# Learning Objectives

- [ ] 3.3.6 *Understand how NoSQL database management system addresses the shortcomings of relational database management system (SQL). 
- [ ] 3.3.7 *Explain the applications of SQL and NoSQL. 
- [ ] 3.3.8 *Use a programming language to work with both SQL and NoSQL databases. 

# References

1. Leadbetter, C., Blackford, R., & Piper, T. (2012). Cambridge international AS and A level computing coursebook.
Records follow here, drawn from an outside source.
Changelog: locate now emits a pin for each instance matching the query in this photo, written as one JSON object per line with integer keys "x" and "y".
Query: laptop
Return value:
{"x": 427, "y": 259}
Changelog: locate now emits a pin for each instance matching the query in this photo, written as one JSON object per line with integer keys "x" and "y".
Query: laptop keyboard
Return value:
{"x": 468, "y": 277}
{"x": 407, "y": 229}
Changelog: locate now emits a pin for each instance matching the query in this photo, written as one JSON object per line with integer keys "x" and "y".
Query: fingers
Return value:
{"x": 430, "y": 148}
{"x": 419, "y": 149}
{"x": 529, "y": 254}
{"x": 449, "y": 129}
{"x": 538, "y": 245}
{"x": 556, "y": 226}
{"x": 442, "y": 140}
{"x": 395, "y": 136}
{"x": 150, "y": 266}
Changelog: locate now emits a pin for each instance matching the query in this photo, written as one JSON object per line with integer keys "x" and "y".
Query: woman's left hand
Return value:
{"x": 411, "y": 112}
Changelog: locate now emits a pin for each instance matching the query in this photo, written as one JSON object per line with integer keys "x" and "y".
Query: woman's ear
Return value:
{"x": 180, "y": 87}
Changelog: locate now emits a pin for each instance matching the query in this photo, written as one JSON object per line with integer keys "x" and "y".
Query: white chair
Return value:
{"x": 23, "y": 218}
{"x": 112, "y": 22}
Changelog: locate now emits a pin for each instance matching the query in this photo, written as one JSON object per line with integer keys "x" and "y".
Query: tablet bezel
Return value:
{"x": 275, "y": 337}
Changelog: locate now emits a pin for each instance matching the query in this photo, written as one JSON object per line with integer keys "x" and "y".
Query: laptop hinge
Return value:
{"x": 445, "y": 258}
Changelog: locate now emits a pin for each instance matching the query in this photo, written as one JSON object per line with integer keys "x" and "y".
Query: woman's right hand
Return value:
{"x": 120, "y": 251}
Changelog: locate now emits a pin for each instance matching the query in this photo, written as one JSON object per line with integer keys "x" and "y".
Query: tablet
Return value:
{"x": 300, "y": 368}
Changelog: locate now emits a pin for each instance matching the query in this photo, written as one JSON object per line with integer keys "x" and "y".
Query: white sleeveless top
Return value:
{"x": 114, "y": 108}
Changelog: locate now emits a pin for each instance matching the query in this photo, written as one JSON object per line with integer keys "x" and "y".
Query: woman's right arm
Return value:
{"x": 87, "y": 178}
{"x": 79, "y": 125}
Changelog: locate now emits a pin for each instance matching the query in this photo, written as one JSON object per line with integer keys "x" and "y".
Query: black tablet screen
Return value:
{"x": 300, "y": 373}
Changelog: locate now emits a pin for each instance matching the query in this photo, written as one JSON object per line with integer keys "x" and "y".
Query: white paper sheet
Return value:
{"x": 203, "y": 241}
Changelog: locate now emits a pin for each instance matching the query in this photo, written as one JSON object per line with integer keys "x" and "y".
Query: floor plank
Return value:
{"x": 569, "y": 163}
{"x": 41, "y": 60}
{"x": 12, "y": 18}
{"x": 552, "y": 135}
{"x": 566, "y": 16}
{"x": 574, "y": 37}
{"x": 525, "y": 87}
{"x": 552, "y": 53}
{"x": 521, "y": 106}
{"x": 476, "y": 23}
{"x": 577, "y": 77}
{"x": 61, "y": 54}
Cambridge: Cambridge University Press.
2. https://www.mongodb.com/compare/mongodb-dynamodb


Recall that a **database** is a collection of related data where all records have the same structure or  collection of data stored in an organised or logical manner.

# 13.1 NoSQL databases
Relational databases (commonly referred as SQL databases) work well with structured data since each table's **schema** (the precise description of the data to be stored and the relationships between them) is always clearly defined. However, with the 
increasing number of ways to gather and generate data, we often need to deal with unstructured data. 

For example, a convenience store that frequently refreshes the services it provides may sell both mobile phones as well as groceries. To run the store, information about both mobile phones (e.g., model names and prices) and groceries (e.g prices and descriptions) need to be stored. In the future, the store may also start selling mobile phone subscription plans as well. Storing all this data in the same relational database may not be easy. In this case, non-relational databases, also referred to as NoSQL databases, can offera better choice.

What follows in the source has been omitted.